You can go back later to adjust the position or lens.
It may well be the hardest or the easiest part – establishing wireless connection. You will need to set up
- WAN (Internet access)
- WiFi (Wireless connection)
and connect cameras.
This is very much dependent on cam’s and router’s models. The best advice here might be to follow the instructions in respective documentation. Follow the instructions of your router to set up WAN (Internet access), Wi-Fi, specify SSID, security settings and administrative data.
The next step is to decide where you will put your monitoring/recording equipment. You need to find an office or area to set it up at your convenience. With the right receiving side, mainly depending on software, you can hook unlimited number of cameras and use unlimited possibilities of video surveillance.

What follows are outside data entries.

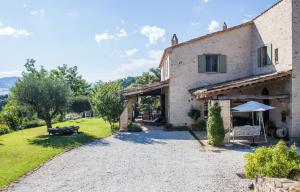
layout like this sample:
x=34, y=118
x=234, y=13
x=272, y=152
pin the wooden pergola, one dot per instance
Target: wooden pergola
x=215, y=91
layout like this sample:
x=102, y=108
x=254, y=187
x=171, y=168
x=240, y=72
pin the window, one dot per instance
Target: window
x=263, y=55
x=211, y=62
x=276, y=56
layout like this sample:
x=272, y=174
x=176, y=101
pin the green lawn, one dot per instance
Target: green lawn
x=22, y=151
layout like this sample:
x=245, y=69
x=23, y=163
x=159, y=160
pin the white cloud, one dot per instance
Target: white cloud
x=73, y=13
x=248, y=17
x=10, y=31
x=153, y=33
x=195, y=23
x=40, y=12
x=103, y=37
x=136, y=65
x=15, y=73
x=214, y=26
x=122, y=33
x=129, y=53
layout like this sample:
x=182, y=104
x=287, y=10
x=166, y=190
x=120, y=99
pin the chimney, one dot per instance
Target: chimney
x=224, y=26
x=174, y=40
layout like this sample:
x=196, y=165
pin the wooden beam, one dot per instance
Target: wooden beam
x=243, y=97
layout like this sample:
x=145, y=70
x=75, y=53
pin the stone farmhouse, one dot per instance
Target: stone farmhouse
x=257, y=60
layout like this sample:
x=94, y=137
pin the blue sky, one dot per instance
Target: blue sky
x=108, y=39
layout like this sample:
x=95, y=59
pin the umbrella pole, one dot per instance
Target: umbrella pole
x=262, y=120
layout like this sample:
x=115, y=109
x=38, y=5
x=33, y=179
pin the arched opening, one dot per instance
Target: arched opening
x=266, y=114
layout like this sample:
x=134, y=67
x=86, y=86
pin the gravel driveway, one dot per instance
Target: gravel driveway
x=152, y=161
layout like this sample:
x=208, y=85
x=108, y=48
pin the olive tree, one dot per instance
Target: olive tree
x=108, y=101
x=46, y=95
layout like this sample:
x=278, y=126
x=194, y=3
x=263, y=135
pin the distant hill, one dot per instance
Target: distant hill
x=6, y=83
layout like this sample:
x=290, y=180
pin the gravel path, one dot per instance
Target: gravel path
x=152, y=161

Make sure the batteries in the transmitters of the cameras are fresh, you did not exceed the recommended distance from the camera transmitter to the receiver, or the receivers are plugged in and powered, correctly to what you intend to use to record.
Once you get your video feed, you can go back and adjust each camera if needed. It is also a good idea to record 5-10 minutes, then stop the recording and review the video with the software. Then try experimenting with other opportunities provided by software – like FTP server upload, text message notification – and see if it works. Make sure everything is working before you fully rely on your wireless video surveillance system.
Pros and Cons
What are the advantages and disadvantages to implementing a wireless video surveillance system? Here are some points to give you the insight into the reasons why a wireless solution can be such a powerful tool, and at the same time, some potential pitfalls that you should avoid.
Some of the many pros include:
- Lower cost: almost 80% less than wired video surveillance system (no expensive cabling and trenching required). Financial benefits can be quite significant.
- Ease of installation: no wiring will typically cut the installation time down significantly.
- Portability: easy to change the camera’s position.
- Easy expanding: new cameras can be successfully merged with an existing network.
- Versatility: Wireless networks have expanded mobility and flexibility, and easy access to data.
Some of the potential cons include:
- Lack of knowledge: People may reject a wireless system because they fear it may be too complex to learn. However, these networks can be very easy to operate and maintain.
- Interferences: other users of the same frequency, obstacles like buildings and trees can reduce the bandwidth or block your signal.
- Range: The maximum number of cameras that can be supported is generally between 5 and 15 with the cameras being less than a mile from the receiver. But with proper settings, it is possible to connect up to 80 wireless cameras.
The Bottom line
Wireless IP networks are becoming the most popular, cost-efficient, time-saving video surveillance option on the market for personal and business safety.